Hydrogen sulphide induced-dual vascular effect involves arachidonic acid cascade in rat mesenteric arterial bed

Emma Mitidieri, Roberta d’Emmanuele di Villa Bianca, Ciro Coletta, Giuseppe Cirino, Raffaella Sorrentino. Department of Sperimental Pharmacology, University of Naples Federico II, 80131 Naples, Italy.

Hydrogen sulphide (H2S) is a gaseous transmitter produced in various mammalian tissues from L-cysteine by the actions of cysthationine β-synthase (CBS) and/or cysthationine-γ-lyase (CSE). CBS is predominantly localised within the central nervous system and CSE within vascular tissues such as aorta and mesenteric artery. Recently, it has also been reported that CSE is present in vascular endothelial cells and that CSE gene deletion induces hypertension in mice, leading to the suggestion that H2S could be an endothelium-derived hyperpolarizing factor (EDHF). To address this idea we have evaluated the effects of sodium hydrogen sulphide (NaHS), an H2S donor, on the mesenteric arterial bed.

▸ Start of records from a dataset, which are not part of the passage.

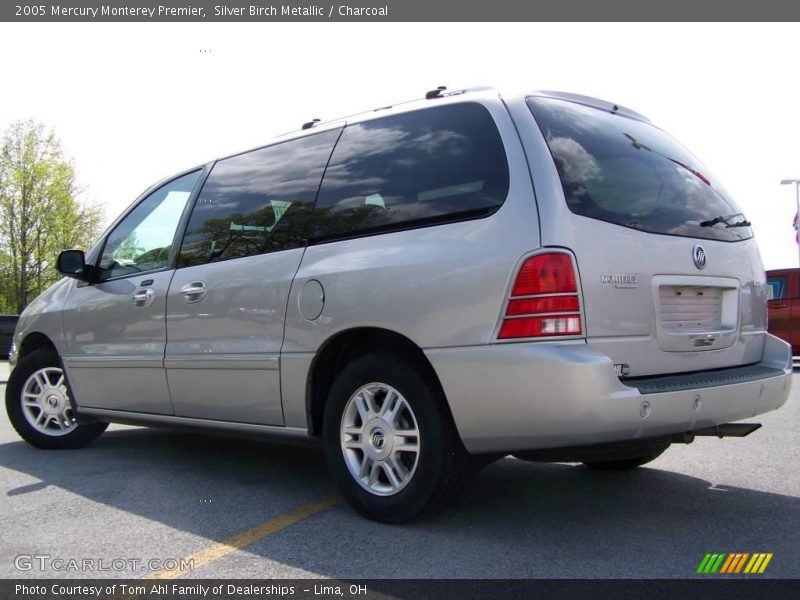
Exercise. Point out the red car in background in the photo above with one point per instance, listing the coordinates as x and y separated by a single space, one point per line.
783 307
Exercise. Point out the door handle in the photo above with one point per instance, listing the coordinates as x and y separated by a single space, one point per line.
194 291
143 298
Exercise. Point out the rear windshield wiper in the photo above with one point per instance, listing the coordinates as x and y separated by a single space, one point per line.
725 219
742 223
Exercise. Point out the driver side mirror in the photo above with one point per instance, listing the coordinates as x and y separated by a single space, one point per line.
72 263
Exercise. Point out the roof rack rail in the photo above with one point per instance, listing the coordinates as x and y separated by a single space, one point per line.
437 93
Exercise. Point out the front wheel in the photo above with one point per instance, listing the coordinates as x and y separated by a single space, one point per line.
39 407
390 441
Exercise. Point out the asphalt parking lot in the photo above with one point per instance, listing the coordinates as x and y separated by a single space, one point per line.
147 495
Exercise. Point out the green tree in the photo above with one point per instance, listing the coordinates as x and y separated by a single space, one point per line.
40 214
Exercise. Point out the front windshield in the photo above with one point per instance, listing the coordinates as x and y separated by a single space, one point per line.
628 172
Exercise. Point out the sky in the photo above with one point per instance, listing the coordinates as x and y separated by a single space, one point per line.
135 102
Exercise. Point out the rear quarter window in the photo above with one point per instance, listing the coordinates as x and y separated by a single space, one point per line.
414 169
776 288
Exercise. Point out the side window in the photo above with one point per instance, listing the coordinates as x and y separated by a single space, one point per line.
412 169
776 288
143 239
257 202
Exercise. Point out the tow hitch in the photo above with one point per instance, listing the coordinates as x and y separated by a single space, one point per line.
729 430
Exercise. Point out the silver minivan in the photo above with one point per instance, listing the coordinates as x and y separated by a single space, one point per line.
424 288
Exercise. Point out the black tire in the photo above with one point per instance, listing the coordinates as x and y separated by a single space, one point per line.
77 437
443 466
621 465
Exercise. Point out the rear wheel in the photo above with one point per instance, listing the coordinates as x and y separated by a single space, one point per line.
390 442
38 403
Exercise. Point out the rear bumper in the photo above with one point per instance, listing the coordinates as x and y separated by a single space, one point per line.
510 397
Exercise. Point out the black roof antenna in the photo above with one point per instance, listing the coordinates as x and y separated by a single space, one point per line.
437 93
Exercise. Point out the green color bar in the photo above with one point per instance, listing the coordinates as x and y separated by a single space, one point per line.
703 563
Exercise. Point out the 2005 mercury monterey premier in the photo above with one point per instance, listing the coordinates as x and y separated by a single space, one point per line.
424 287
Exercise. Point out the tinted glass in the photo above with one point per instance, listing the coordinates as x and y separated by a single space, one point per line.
411 169
627 172
776 288
257 202
142 241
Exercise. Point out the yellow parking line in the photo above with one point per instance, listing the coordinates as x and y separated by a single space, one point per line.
239 541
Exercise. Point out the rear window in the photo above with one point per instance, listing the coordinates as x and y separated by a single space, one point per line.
776 288
628 172
413 169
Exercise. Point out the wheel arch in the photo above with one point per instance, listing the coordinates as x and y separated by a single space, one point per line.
344 347
33 341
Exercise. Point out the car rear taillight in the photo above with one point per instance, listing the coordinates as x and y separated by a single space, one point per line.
544 299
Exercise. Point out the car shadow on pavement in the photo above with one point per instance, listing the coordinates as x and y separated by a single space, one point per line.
517 519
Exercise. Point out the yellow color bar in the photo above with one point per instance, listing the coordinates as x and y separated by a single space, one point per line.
764 564
751 564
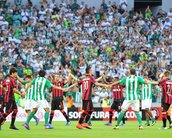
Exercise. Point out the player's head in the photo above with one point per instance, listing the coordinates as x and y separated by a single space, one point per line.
116 78
42 73
28 78
57 77
89 70
13 72
146 76
167 74
132 72
1 75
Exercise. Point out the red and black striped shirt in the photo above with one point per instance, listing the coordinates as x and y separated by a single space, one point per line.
117 92
166 86
1 87
86 87
55 92
10 84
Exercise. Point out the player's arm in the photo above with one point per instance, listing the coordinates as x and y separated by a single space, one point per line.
100 78
27 87
69 76
20 80
115 83
73 77
71 86
56 87
17 91
102 85
151 82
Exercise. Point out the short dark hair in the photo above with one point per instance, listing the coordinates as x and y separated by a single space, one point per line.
28 76
87 69
167 73
42 73
13 70
132 71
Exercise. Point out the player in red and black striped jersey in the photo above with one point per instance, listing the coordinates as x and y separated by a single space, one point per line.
1 93
166 101
57 98
87 83
118 98
10 84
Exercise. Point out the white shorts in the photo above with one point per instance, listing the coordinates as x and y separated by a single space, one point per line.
28 105
147 103
39 103
134 104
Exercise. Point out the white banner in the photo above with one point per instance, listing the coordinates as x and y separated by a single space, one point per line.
21 115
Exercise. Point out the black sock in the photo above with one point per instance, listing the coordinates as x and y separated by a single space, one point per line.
88 116
65 115
13 117
164 122
51 117
110 116
123 120
82 117
169 119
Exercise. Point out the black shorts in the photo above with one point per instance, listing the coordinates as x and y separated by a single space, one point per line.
10 106
57 104
165 107
87 105
116 105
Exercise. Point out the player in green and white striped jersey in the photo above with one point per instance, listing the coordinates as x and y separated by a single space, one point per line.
40 84
28 96
131 83
147 101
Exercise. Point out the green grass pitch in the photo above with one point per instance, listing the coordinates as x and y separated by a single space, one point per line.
98 131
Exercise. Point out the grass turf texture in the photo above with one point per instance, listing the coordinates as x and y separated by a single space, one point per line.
98 131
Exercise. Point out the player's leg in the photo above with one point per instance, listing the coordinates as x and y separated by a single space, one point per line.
54 105
143 104
147 118
1 106
51 116
169 118
83 115
126 104
30 116
64 113
118 110
46 115
34 106
135 106
8 110
44 104
165 107
28 111
13 116
113 107
88 116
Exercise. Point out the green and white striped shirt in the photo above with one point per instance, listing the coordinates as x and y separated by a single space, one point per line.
40 84
146 91
131 87
30 91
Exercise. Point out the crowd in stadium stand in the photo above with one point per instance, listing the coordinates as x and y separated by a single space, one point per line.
57 36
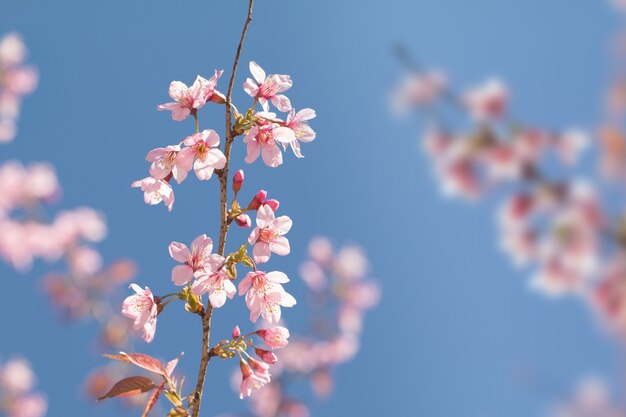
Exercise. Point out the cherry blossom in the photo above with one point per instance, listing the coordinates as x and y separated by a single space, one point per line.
266 88
155 191
265 295
275 337
214 281
303 132
169 160
263 139
268 236
190 99
203 147
142 308
193 260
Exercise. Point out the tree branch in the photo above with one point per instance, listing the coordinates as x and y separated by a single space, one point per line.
223 178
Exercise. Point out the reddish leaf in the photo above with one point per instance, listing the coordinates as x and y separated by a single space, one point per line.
143 361
129 386
153 399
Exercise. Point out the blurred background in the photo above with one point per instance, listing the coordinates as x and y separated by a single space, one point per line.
457 332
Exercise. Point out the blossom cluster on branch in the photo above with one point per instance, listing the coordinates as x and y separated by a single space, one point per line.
204 268
16 81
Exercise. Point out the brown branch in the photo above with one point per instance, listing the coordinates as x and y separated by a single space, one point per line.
224 223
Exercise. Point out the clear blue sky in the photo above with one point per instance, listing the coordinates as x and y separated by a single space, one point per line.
457 322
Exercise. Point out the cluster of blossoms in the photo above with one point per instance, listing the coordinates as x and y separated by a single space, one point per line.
16 81
550 219
83 289
340 296
25 191
591 399
265 134
203 270
17 395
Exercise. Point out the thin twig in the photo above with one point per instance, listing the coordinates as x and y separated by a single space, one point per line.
224 224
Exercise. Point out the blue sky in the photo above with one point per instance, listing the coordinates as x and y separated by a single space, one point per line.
457 322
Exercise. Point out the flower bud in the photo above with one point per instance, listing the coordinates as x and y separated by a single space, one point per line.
243 220
274 337
273 204
266 356
257 200
238 180
236 333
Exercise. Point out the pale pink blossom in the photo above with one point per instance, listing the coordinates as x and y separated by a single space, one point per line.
243 220
214 280
263 139
193 260
275 337
266 88
142 308
251 380
203 147
265 295
303 132
268 236
169 160
155 191
31 405
190 99
487 101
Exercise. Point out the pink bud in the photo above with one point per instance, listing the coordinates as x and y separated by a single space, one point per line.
274 337
245 369
243 220
273 204
260 367
266 356
237 180
257 200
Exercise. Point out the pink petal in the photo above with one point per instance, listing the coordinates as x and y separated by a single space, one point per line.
257 72
280 246
179 251
181 274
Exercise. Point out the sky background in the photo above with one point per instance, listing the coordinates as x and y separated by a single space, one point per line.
457 324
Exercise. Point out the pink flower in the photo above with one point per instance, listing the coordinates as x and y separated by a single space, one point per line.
189 99
263 139
243 220
267 88
238 180
155 191
260 198
203 147
298 123
142 308
32 405
268 236
274 337
251 380
487 101
265 295
194 260
169 160
214 281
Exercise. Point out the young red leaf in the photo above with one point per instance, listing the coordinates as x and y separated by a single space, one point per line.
143 361
153 399
129 386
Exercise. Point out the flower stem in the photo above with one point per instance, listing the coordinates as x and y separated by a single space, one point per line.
223 177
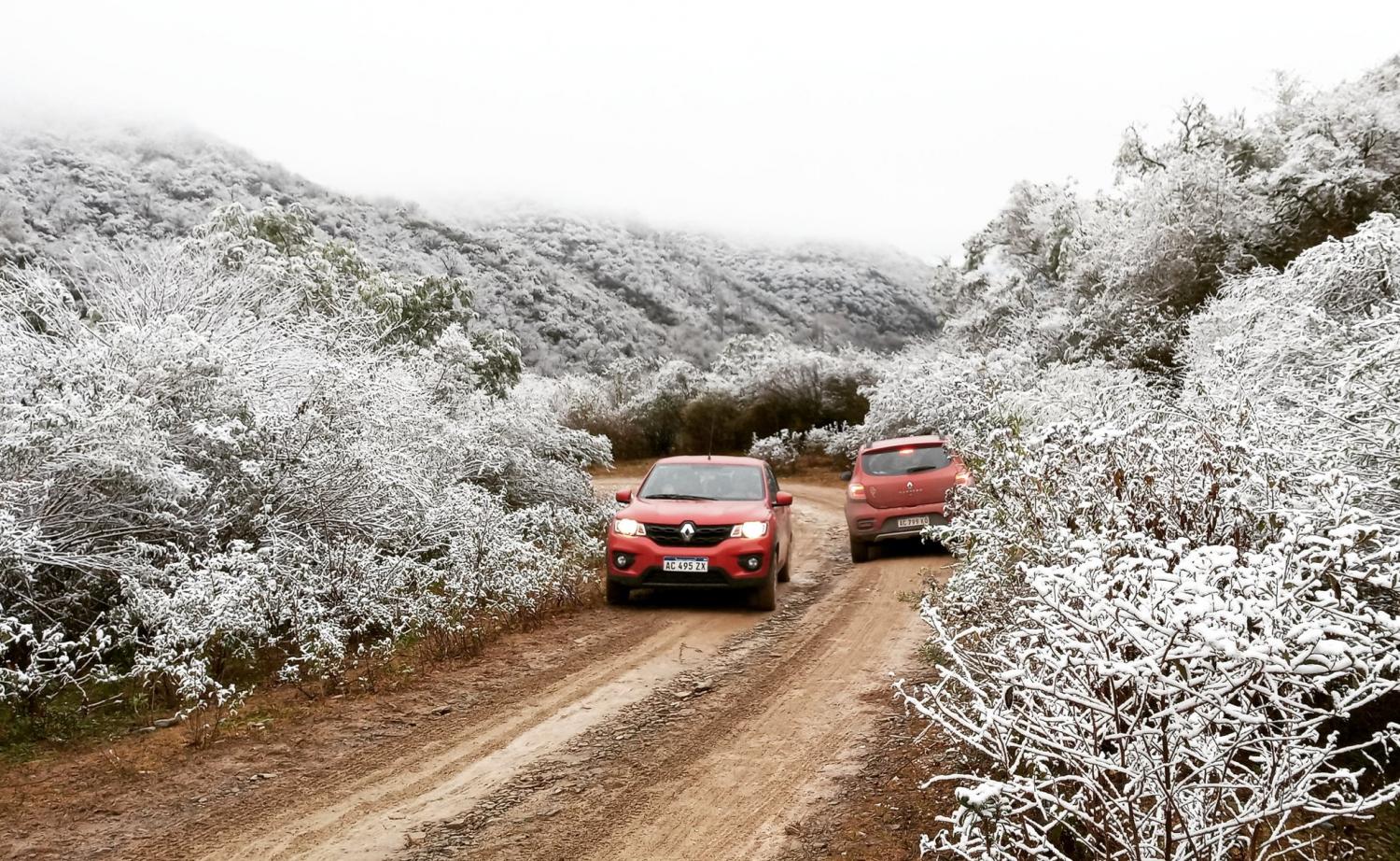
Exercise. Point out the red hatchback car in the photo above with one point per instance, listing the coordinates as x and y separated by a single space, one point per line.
899 487
703 522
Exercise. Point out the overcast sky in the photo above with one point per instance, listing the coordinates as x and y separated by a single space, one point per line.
899 123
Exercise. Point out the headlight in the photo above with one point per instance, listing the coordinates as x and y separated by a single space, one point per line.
749 529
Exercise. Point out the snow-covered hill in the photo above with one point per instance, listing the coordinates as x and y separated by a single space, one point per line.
577 291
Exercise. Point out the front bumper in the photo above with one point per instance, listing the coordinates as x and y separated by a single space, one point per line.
725 570
870 524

Bolus injections of NaHS(10 µmol L-1-1mmol L-1) were made into isolated perfused rat mesenteric arterial beds preconstricted with methoxamine (100 µmol L-1). In various experiments, indomethacin, L-NAME and apamin and charibdotoxin respectively, cyclooxygenase, nitric oxide synthase, calcium-dependent potassium channel inhibitors, were used to evaluate the contribution of EDHF to H2S responses. In additional experiments, 4-(4-octadecylphenyl)-4-oxobutenoic acid or proadifen were used respectively as PLA2 and cytochrome P450 inhibitors. An immunofluorescence study for cPLA2 involvement in NaHS was also conducted.

NaHS caused increases in perfusion pressure (vasoconstriction) at lower doses (10 µmol L-1 and 100 µmol L-1) and decreases (vasodilatation) at higher doses (1 mmol L-1). NaHS-induced vasodilatations were unaffected by L-NAME but were inhibited by apamin or charibdotoxin (n = 5; p<0.01). Inhibition of PLA2 abolished the vasoconstricting and vasodilating effects of NaHS (n = 5; p<0.01), while inhibition of cytochrome P450 reduced NaHS-induced vasodilatations (n = 5, p<0.01). Immunofluorescence showed NaHS caused cPLA2 to migrate towards the nucleus, consistent with enzyme activation.

Our data suggest that H2S may activate PLA2 causing the release of arachidonic acid, associated with transient vasoconstriction followed by vasodilatation. This vasodilatation may well depend upon an arachidonic acid metabolite of cytochrome P450. As EDHF activity has been also attributed to a cytochrome P450 derivative of arachidonic acid H2S may be involved in the signalling pathway leading to EDHF production.